Ali pun mengulangi panggilan itu untuk ketiga kalinya. Hasilnya sama: si budak tak menjawab.
Karena tak kunjung mendapat respon, Ali pun bergegas mendatangi tempat si budak berada. Di sana, ia mendapati si budak ternyata sedang rebahan.
“Apakah engkau mendengar panggilanku tadi?,” tanya Ali kepada si budak.
“Iya, aku mendengar,” jawab si budak polos.
“Lantas, mengapa kamu tak segera menjawab panggilanku?,” tanya Ali penasaran.
“Karena aku aman dari siksaanmu (engkau tak menyiksaku). Maka aku merasa malas untuk memenuhi panggilanmu,” jawab si budak menjelaskan.
Kisah di atas penulis dapati dalam kitab al-Risalah al-Qusyairi, karya Abu al-Qasim al-Qusyairi, tepatnya dalam bab al-Khuluq (akhlak).
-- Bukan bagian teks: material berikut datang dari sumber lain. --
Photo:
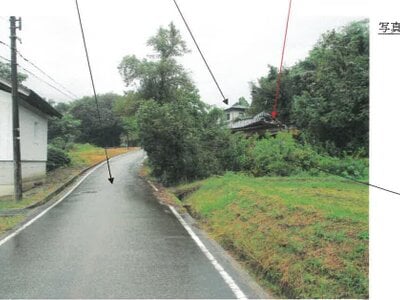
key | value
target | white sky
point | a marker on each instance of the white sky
(239, 38)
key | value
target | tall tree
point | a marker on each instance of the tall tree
(263, 94)
(333, 107)
(105, 133)
(161, 79)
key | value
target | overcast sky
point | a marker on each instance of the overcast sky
(239, 38)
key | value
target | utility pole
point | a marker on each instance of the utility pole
(15, 112)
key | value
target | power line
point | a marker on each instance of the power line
(111, 179)
(41, 71)
(225, 100)
(274, 112)
(39, 78)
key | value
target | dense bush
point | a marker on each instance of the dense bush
(56, 158)
(282, 155)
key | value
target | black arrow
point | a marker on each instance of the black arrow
(110, 178)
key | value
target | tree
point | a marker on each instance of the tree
(183, 137)
(162, 79)
(62, 132)
(333, 106)
(105, 133)
(243, 102)
(263, 94)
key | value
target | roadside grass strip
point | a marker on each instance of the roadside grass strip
(302, 237)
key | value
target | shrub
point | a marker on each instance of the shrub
(56, 158)
(281, 156)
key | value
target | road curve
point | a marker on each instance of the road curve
(110, 241)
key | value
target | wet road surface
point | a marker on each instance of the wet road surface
(108, 241)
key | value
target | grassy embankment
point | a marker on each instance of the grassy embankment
(302, 237)
(82, 156)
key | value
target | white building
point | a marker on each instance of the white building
(33, 115)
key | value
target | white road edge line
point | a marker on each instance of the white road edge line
(227, 278)
(10, 236)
Terbaca dari kisah di atas, betapa pentingnya sebuah hukuman (punishment) dalam suatu peraturan. Agar berjalan dengan baik dan benar, sebuah peraturan haruslah disertai dengan hukuman bagi siapa saja yang tidak mengindahkannya (di samping juga dibutuhkan reward (penghargaan) bagi yang berhasil mengerjakannya).
Islam sangat mengajarkan betapa ugensinya hukuman dalam penerapan suatu hukum syariat. Misalnya, dalam kasus pembunuhan terhadap orang yang beriman, Allah Swt. berfirman,
“Dan barangsiapa yang membunuh seorang mukmin dengan sengaja maka balasannya ialah Jahannam, kekal ia di dalamnya dan Allah murka kepadanya, dan mengutukinya serta menyediakan azab yang besar baginya.” (QS. Al-Nisa’ [4]: 93)
Dalam Tafsir Jalalin dijelaskan bahwa batasan membunuh yang sampai membuat pelakunya mendapat hukuman sebagaimana terbaca dalam terjemahan ayat di atas adalah: (1) dilakukan dengan sengaja, (2) dengan alat yang bisa membunuh (pisau, pistol, tombak, misalnya), dan (3) dilakukan karena sentiman terhadap keimanan si korban (jika karena si korban merampok (meski dia beriman), maka tidak termasuk dalam bahaan ini).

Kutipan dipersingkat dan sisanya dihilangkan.